Procurando estabelecer com maior clareza a diferença de idade entre Jeff e Hayley, o cineasta David Slade demonstra inteligência não apenas na escalação de Wilson e Page, mas também ao trabalhar com seus atores em determinadas características físicas e de composição que salientam este fato: ao retratar Jeff com óculos, barba e uma careca incipiente ao mesmo tempo em que mostra Hayley sempre sem maquiagem e com cabelos curtos que a rejuvenescem ainda mais, o diretor cria, no espectador, um incômodo mais forte com relação ao par – algo fundamental para que mergulhemos na situação que virá a seguir.

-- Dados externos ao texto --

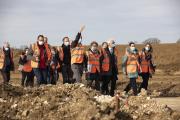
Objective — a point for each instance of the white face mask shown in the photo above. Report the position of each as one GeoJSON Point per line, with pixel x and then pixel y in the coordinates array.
{"type": "Point", "coordinates": [66, 43]}
{"type": "Point", "coordinates": [147, 48]}
{"type": "Point", "coordinates": [41, 42]}
{"type": "Point", "coordinates": [6, 48]}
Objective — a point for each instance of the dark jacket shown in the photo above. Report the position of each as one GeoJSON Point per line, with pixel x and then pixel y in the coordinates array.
{"type": "Point", "coordinates": [113, 68]}
{"type": "Point", "coordinates": [8, 61]}
{"type": "Point", "coordinates": [67, 50]}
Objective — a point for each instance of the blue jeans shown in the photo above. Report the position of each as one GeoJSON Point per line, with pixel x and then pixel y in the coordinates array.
{"type": "Point", "coordinates": [41, 75]}
{"type": "Point", "coordinates": [48, 75]}
{"type": "Point", "coordinates": [132, 85]}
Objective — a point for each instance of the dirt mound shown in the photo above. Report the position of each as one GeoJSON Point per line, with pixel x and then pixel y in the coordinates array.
{"type": "Point", "coordinates": [78, 103]}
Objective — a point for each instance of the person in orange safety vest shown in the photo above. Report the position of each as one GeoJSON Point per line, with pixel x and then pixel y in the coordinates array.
{"type": "Point", "coordinates": [93, 65]}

Outro bom elemento do trabalho de Slade diz respeito à forma dinâmica com que conduz a narrativa: reconhecendo a natureza teatral do roteiro (apesar deste ter sido escrito diretamente para o Cinema, ao contrário do já citado A Morte e a Donzela), o cineasta procura compensar a falta de ação através do movimento constante da câmera, de mudanças abruptas de ângulo, de cortes rápidos e de saltos inesperados no eixo, além de investir corretamente em um domínio absoluto de primeiros e primeiríssimos planos, já que, aqui, o mais importante é que possamos examinar minuciosamente as expressões faciais dos atores. Em contrapartida, ele dá um pequeno tropeção ao revelar de forma óbvia demais, nos primeiros minutos de projeção, o cartaz da moça desaparecida - o que já telegrafa para o público alguns acontecimentos que virão a seguir.
Traduzido de forma míope como Menina Má.com pelos distribuidores brasileiros, Hard Candy funciona, sim, como uma quase parábola sobre relacionamentos virtuais e a falsa percepção de que estes nos permitem conhecer verdadeiramente alguém, mas, mais do que isso, é uma análise inquietante sobre a relação vítima-algoz que, através de uma inesperada inversão de papéis, torna-se um conto de moralidade; uma tentativa curiosa de desabafo catártico em nome de incontáveis vítimas de predadores sexuais; e, em análise superficial, um exemplar moderno e eficiente do gênero exploitation.